Details
-
Bug
-
Status: Open
-
Minor
-
Resolution: Unresolved
-
None
-
None
-
None
-
linux
Description
We're running Samza 0.9.1 with kafka 0.8.2.1, which has a default setting of log.cleaner.enable=false. We didn't think we needed to enable this, as we never created any topics with cleanup.policy=compact. However, this morning we had a disk alert, and when I took a look on the broker that triggered the alert, one of the Samza checkpoint topics was consuming 29GB within the /logs folder.
Long story short, I eventually figured out that all of the checkpoint topics were created with cleanup.policy=compact, and were growing unbounded. I set log.cleaner.enable=true on each broker, and restarted them. Within minutes, the 29GB was reduced to a 200-300KB.

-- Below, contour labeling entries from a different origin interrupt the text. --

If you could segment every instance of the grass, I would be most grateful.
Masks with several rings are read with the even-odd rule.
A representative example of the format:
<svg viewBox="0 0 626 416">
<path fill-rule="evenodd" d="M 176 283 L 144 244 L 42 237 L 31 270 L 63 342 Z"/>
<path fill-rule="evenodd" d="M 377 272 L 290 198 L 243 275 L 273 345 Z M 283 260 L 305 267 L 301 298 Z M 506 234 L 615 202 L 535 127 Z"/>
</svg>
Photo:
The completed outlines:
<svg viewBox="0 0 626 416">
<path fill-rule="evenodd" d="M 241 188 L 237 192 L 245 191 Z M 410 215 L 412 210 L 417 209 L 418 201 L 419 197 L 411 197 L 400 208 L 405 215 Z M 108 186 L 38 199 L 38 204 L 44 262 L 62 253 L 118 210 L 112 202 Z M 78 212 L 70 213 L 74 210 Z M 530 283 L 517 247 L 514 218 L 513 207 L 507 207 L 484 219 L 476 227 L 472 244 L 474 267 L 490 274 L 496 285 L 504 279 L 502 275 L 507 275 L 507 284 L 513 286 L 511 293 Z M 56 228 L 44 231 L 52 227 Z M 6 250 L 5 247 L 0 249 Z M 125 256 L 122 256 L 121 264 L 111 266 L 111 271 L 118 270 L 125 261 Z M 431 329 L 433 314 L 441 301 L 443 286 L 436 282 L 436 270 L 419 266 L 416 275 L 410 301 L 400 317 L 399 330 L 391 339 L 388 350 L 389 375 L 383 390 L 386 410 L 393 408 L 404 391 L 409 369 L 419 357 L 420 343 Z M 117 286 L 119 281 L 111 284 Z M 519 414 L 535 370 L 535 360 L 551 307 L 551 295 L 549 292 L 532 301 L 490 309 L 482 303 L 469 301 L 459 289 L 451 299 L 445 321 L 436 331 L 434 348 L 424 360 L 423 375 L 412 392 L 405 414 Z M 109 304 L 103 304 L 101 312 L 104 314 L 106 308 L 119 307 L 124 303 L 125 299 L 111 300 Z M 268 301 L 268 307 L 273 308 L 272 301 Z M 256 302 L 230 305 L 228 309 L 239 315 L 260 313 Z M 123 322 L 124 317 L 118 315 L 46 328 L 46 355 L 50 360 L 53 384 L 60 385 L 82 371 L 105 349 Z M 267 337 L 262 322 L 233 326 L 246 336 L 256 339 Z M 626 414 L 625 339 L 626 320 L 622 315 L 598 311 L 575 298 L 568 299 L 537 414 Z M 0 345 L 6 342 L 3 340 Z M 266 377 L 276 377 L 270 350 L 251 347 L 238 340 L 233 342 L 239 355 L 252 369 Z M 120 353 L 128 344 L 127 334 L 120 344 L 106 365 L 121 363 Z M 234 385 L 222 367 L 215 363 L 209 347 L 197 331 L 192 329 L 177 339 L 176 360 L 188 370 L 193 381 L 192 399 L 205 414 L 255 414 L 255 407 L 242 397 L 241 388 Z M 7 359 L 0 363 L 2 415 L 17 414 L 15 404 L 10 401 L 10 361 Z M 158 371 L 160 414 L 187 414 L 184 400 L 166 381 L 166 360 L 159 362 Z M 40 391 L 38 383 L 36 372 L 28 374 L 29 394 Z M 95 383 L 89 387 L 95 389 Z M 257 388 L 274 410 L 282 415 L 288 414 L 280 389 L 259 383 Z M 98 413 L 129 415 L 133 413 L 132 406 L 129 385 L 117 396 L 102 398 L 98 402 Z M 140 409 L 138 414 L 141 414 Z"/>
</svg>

I thought I must have missed this when I created our jobs with checkpointing enabled, so I went and scoured the docs. There's no mention of the log.cleaner.enable setting within the documentation (unless I missed it again).
I should add that we've been running most of these jobs for about a year, and I noticed that each time we would deploy, it would take longer and longer to transition from ACCEPTED to RUNNING in the YARN cluster. Eventually, it was taking 10-15 minutes per job, and we didn't understand why. After bouncing our staging cluster with log.cleaner.enable=true (and letting the log cleaner finish its work), I redeployed one of our jobs, and it once again took 15-20 seconds from ACCEPTED to RUNNING.
Please mention in the documentation that log.cleaner.enable must be set to true for checkpointing to work correctly.